Los hermanos se han reunido para llorar a ese otro hermano muerto. Al Esteban que cantaba en la plaza de los pueblos. Es octubre. Madre decía que en octubre madurarían las papayas; pero solo la muerte ha madurado sus frutos.
INFANCIA
Venía la lluvia, despacio, sobre los tejados. Y bajo el chorro de los canales, por las acequias, descalzos y riendo venían los niños. Los niños de los hombres pobres, mientras los otros miraban por la ventana, sonrosados, tristes, bajo enormes sacos de lana. Llovía y era una fiesta allá fuera, sobre las hierbas, sobre los charcos, sobre los altos almendros, quejumbrosos bajo el peso del viento y del agua.

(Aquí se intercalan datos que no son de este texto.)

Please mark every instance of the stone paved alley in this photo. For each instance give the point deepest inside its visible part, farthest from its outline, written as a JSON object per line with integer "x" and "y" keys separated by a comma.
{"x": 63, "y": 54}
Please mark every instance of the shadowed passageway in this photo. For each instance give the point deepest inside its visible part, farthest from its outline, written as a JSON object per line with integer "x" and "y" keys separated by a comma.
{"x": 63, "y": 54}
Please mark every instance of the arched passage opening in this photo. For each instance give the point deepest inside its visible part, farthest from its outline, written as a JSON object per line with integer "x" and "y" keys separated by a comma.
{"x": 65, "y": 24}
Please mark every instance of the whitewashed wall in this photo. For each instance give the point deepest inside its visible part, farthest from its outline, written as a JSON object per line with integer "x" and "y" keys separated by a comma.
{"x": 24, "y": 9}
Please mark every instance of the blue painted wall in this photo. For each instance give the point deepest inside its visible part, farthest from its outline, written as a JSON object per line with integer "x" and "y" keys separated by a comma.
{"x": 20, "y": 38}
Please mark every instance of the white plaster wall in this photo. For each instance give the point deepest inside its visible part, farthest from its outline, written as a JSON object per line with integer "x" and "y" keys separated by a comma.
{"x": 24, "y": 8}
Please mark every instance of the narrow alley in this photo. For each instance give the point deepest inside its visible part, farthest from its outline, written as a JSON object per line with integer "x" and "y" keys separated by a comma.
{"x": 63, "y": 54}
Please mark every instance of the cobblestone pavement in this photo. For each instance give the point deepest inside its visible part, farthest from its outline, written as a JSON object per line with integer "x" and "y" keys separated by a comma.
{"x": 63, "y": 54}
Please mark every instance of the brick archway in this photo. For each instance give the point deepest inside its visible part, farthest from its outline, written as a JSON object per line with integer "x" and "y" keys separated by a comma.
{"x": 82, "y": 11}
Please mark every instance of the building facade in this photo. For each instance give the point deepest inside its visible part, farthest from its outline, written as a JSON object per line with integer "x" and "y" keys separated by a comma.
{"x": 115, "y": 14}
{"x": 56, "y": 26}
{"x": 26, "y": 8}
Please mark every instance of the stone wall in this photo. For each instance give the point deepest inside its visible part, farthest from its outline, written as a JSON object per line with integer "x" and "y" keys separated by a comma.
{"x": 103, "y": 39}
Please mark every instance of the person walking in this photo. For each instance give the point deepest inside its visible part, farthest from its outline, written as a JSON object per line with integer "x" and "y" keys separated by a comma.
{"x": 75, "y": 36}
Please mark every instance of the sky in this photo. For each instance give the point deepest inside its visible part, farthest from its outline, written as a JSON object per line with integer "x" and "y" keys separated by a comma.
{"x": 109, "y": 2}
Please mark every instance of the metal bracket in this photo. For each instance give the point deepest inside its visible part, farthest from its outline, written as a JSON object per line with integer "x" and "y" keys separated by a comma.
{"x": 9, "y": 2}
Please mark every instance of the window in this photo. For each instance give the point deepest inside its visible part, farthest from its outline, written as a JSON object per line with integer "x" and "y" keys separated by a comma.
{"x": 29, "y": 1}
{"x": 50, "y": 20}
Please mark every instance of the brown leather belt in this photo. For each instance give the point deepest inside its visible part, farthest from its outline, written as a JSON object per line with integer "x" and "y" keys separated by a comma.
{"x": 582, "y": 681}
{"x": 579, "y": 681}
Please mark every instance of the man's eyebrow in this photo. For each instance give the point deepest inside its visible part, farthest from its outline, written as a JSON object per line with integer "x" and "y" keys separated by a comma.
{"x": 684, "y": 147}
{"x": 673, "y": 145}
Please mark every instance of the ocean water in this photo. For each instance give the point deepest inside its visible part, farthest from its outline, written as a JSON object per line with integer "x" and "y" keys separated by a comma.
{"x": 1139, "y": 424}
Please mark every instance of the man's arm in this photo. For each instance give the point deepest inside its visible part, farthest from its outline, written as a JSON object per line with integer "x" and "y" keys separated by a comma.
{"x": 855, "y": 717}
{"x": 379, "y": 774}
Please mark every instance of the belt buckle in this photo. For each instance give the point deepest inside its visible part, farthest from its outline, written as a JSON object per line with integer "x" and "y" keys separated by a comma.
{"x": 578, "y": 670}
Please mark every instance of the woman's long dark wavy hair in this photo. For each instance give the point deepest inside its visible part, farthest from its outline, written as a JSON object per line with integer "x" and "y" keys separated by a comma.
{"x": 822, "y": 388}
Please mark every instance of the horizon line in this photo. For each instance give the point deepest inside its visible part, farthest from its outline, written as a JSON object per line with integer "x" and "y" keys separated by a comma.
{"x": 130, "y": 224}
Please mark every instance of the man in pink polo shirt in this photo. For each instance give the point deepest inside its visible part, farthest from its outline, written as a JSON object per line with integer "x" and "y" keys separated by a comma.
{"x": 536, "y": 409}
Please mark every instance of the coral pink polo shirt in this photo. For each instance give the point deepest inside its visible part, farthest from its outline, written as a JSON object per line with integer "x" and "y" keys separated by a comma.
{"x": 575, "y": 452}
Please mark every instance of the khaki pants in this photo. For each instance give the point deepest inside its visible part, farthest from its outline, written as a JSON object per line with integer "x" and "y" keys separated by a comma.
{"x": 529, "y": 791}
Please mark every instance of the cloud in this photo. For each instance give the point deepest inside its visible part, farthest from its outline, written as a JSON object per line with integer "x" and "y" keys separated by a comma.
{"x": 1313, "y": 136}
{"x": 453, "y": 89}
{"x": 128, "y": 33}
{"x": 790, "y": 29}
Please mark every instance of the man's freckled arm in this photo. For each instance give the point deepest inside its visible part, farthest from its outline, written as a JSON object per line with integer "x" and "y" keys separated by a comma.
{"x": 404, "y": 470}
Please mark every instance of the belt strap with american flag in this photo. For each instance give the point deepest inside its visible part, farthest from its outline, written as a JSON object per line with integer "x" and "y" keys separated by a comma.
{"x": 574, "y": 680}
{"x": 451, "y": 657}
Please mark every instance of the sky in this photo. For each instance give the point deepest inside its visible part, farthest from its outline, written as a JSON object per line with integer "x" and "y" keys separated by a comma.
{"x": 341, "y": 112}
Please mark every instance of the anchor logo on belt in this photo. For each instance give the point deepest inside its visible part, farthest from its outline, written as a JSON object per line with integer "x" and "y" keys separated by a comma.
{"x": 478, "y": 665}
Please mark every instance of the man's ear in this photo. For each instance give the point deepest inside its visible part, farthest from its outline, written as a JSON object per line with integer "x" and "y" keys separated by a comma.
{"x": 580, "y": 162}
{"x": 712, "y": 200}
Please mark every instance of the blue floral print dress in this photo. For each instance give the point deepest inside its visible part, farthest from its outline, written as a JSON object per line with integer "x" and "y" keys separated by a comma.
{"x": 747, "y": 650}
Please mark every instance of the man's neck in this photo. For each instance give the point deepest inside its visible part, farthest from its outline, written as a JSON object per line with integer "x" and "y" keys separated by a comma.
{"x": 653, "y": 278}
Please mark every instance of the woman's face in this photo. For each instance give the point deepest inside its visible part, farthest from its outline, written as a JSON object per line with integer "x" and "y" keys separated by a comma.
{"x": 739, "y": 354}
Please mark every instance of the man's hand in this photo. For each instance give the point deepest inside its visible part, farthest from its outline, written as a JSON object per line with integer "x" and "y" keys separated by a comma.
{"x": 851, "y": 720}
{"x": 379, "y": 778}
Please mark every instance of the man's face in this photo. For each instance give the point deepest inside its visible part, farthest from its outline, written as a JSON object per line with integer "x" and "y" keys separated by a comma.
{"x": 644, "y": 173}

Y yo miraba, niño de rico, a través de la ventana, el juego del agua y el chapoteo de los pies descalzos, pequeñitos de edad y de frío. Yo miraba escurrir el agua de los rostros y empapar toda la ropa, mientras solícita, mi madre, me apartaba de la corriente de viento. Allá afuera quedaba la lluvia sobre la cabeza de los niños pobres, alegrándoles la vida de privaciones, haciéndoles olvidar el hambre y los vestidos rotos. Y los niños pobres sabían de mi tristeza y se acercaban a la ventana, colocaban su rostro contra los vidrios pañosos y conmigo sonreían.